O'ROURKE: Well, to be clear, I'm opposed to family detention, I'm opposed to family separation and I am for following the rule of law on both sides of the border, which means that if you do not have a credible asylum request, if you're not lawfully coming to this country to apply for residency or ultimately citizenship, then you cannot enter. And if you enter without satisfying those conditions, there has to be consequences. On our side of the border, I want to make sure that we're following the law as well. So, when someone does have a legitimate asylum request that has to be heard and we have to respect that and we have to follow our laws. And then in addition, we've got to make sure, where our laws are not working — and whether you're a Republican or a Democrat — most of us in this country agree that our immigration system is not working today and we've got to change it and update it and upgrade it. And so, we've got to expect our current president and our current members of Congress to do that important job. We have not had a major revision to our immigration laws in this country since Ronald Reagan was president and it falls on so many these border communities, like the one I'm in right now in Laredo, to address this. So, listen to these communities. They've come up with the solutions and then let's work forward to implement them.  
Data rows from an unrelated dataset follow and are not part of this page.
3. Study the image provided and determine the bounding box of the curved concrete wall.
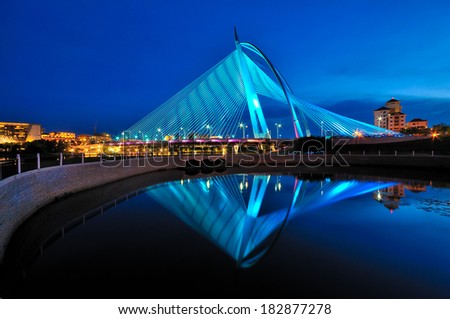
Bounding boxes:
[0,157,182,263]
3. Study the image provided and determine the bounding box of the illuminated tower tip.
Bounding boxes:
[234,26,239,43]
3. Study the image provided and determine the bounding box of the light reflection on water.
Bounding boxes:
[2,174,450,298]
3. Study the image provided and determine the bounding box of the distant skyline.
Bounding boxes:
[0,0,450,134]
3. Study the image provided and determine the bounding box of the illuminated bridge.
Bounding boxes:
[122,29,394,141]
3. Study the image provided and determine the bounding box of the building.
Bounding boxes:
[406,118,428,128]
[373,98,406,132]
[0,122,42,144]
[42,132,76,143]
[77,133,111,145]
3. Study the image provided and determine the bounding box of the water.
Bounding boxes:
[2,174,450,298]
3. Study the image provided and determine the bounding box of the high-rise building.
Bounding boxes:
[373,98,406,132]
[406,118,428,128]
[42,132,76,143]
[0,122,42,143]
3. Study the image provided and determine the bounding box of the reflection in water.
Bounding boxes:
[147,175,393,268]
[0,174,450,298]
[373,182,450,216]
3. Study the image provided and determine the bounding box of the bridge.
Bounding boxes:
[122,28,397,142]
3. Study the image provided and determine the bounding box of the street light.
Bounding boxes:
[275,123,281,138]
[122,132,125,158]
[239,123,248,138]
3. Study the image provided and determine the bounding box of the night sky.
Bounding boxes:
[0,0,450,134]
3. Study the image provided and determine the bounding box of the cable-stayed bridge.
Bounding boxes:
[127,29,395,141]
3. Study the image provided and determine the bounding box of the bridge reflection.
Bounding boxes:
[146,174,395,268]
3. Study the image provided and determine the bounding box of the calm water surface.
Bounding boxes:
[2,174,450,298]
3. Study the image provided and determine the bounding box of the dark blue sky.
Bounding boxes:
[0,0,450,133]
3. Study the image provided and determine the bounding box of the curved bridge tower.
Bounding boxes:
[234,27,270,138]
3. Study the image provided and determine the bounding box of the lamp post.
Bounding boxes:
[122,132,125,158]
[239,123,248,138]
[275,123,281,138]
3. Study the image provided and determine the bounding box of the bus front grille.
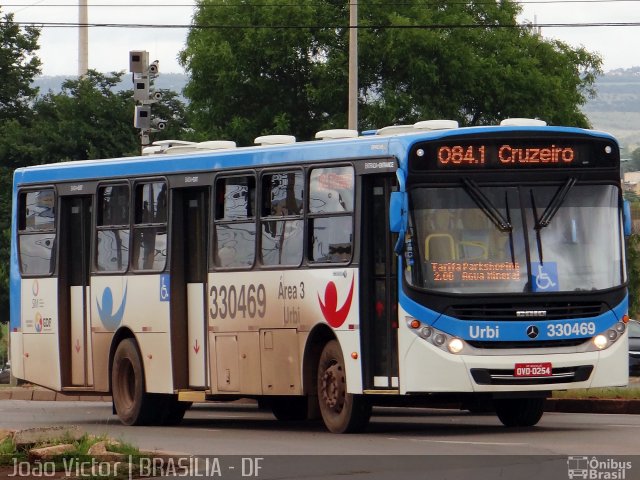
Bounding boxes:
[444,302,608,322]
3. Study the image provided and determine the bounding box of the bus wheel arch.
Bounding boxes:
[317,339,371,433]
[493,397,545,427]
[302,323,336,420]
[111,337,151,425]
[109,328,136,398]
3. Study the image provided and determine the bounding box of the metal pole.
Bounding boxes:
[78,0,89,77]
[348,0,358,130]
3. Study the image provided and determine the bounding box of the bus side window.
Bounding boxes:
[96,184,130,272]
[18,188,56,275]
[212,176,256,268]
[260,170,304,266]
[309,166,354,263]
[132,182,167,272]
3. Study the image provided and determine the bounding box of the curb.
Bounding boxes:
[0,387,640,415]
[545,398,640,415]
[0,387,111,402]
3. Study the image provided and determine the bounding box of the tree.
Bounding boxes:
[180,0,601,143]
[180,0,346,144]
[0,14,40,322]
[361,1,601,127]
[0,70,190,320]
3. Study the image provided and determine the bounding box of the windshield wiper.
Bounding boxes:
[504,191,516,267]
[536,178,576,230]
[462,178,513,233]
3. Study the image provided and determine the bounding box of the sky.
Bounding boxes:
[0,0,640,75]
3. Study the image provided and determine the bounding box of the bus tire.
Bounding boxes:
[111,338,154,425]
[494,398,545,427]
[318,340,371,433]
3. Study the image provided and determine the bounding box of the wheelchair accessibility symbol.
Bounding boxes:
[531,262,560,292]
[160,273,170,302]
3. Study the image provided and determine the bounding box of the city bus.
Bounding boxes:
[10,119,630,433]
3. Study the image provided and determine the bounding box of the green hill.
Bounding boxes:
[34,67,640,152]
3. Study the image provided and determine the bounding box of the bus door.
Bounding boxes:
[171,187,210,388]
[360,173,398,390]
[59,196,93,387]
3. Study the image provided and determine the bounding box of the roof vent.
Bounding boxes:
[196,140,236,150]
[142,140,196,155]
[413,120,459,130]
[253,135,296,146]
[376,125,414,137]
[500,118,547,127]
[316,128,358,140]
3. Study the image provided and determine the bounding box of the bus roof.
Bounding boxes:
[14,126,615,186]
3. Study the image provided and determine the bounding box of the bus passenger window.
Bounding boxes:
[132,182,167,272]
[261,170,304,266]
[309,166,354,263]
[18,189,56,275]
[212,176,256,268]
[95,185,130,272]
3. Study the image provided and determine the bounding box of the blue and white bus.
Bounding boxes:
[10,119,628,433]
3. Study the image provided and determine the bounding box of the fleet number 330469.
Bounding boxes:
[547,322,596,337]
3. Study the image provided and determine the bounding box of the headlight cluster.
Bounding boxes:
[407,317,465,353]
[592,321,627,350]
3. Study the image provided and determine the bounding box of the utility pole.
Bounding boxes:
[129,50,167,152]
[78,0,89,77]
[348,0,358,130]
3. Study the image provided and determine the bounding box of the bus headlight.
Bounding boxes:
[593,334,609,350]
[447,338,464,353]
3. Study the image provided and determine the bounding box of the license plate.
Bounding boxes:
[513,362,552,377]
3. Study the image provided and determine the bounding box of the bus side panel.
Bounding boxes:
[21,278,62,390]
[91,274,174,393]
[9,176,24,378]
[91,327,113,392]
[136,333,174,393]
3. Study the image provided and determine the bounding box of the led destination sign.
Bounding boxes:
[437,144,577,166]
[412,138,618,170]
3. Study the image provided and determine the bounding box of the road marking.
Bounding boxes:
[387,437,531,447]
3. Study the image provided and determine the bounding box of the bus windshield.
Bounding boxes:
[405,181,624,293]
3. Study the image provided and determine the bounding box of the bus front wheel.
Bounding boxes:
[494,398,545,427]
[318,340,371,433]
[111,338,150,425]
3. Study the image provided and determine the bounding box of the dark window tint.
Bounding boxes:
[98,185,129,226]
[309,216,353,263]
[132,227,167,271]
[216,177,255,221]
[215,223,256,268]
[131,182,167,272]
[135,182,167,225]
[261,170,304,266]
[262,171,304,217]
[262,220,304,266]
[20,189,55,232]
[96,229,129,272]
[20,233,56,275]
[309,166,354,213]
[307,166,352,263]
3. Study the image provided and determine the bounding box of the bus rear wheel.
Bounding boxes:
[318,340,371,433]
[111,338,153,425]
[494,398,545,427]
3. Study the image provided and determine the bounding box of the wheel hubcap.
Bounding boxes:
[322,364,345,413]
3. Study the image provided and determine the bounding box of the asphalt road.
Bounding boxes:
[0,400,640,480]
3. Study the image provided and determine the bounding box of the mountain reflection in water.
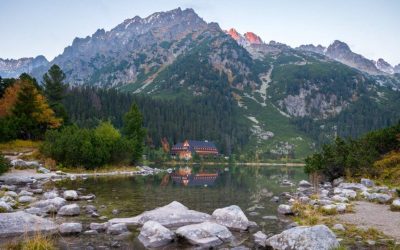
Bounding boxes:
[169,167,219,186]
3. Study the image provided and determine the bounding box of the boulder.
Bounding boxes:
[391,199,400,210]
[139,221,175,248]
[58,204,81,216]
[18,196,36,203]
[59,222,82,235]
[253,231,267,247]
[332,224,346,231]
[212,205,249,230]
[63,190,78,201]
[107,223,128,235]
[176,221,232,248]
[338,182,368,191]
[299,180,312,188]
[109,201,211,227]
[0,201,13,213]
[0,211,58,238]
[4,191,18,198]
[265,225,339,250]
[18,190,33,196]
[367,193,392,203]
[278,204,293,215]
[30,197,67,210]
[89,222,108,232]
[361,178,375,187]
[43,190,58,200]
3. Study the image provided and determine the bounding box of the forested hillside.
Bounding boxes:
[64,87,250,154]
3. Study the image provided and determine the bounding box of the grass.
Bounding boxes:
[2,233,56,250]
[0,140,42,152]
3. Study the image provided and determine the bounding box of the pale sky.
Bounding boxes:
[0,0,400,65]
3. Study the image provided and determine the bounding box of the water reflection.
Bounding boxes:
[168,167,219,187]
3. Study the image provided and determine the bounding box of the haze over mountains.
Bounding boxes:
[0,8,400,156]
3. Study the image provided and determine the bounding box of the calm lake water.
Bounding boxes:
[57,166,307,249]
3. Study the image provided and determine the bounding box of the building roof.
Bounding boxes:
[172,140,217,149]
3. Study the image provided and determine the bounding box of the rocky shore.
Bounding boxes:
[0,159,400,249]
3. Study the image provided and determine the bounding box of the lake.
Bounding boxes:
[59,165,307,249]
SEALES: Matthew McConaughey, the wild card, potential spoiler, I don't know a potential opponent of yours — I know I listened to you on the podcast, I think, and you said, you know, “Get in the race if you want to.” But he rejects vaccine mandates for young children, kids under 12 years old. Greg Abbott, he does too. Would you support vaccine mandates for kids under 12, once they're authorized?  

O'ROURKE: Yes, vaccines work. It keeps people alive. We've lost 72,000 people in the state, so far, during the course of this pandemic and for a while we were the leader of the nation in childhood COVID deaths because our governor rejected the science and the best public health guidance and actually prevented school districts from requiring masks in the classroom. So, just as we require immunization and vaccines for a host of public health threats in our schools, I want to make sure that now that the science is in that we require those vaccinations for no other purpose than keeping our kids healthy and safe and alive going forward.  

SEALES: Would you even go down to six months old? Because that's what they're planning in 2022. 

O'ROURKE: I'm gonna let the science and the facts dictate this. So, once that information is in, once we can make an informed decision, let's do what's best for all concerned. But I'm someone who believes in the science and who has faith in the facts and wants to see more people protected in this state after losing so many tens of thousands of our fellow Texans. We've got to do better against this pandemic. 

SEALES: Understood. I know you're very busy. I think we have 30 seconds with you, sir. Holiday plans? I mean, you announce this right before the holidays. Is your wife and kids? Are they okay with this?  

O'ROURKE: You know, I'm actually gonna fly back to El Paso to be with my son on his 15th birthday and then hit the trail again and then come back for Thanksgiving. So, we're going to make it work. I'm blessed with a wonderful family who are all in on this with me. They see this as just as important an opportunity as I do to serve Texas. So, I'm very, very grateful for that.  

SEALES: No rest for the weary. You guys know what you're in for and you're starting with a splash. Texas gubernatorial candidate and former Congressman, Beto O'Rourke. Good luck.  

O'ROURKE: Thank you so much. Appreciate it.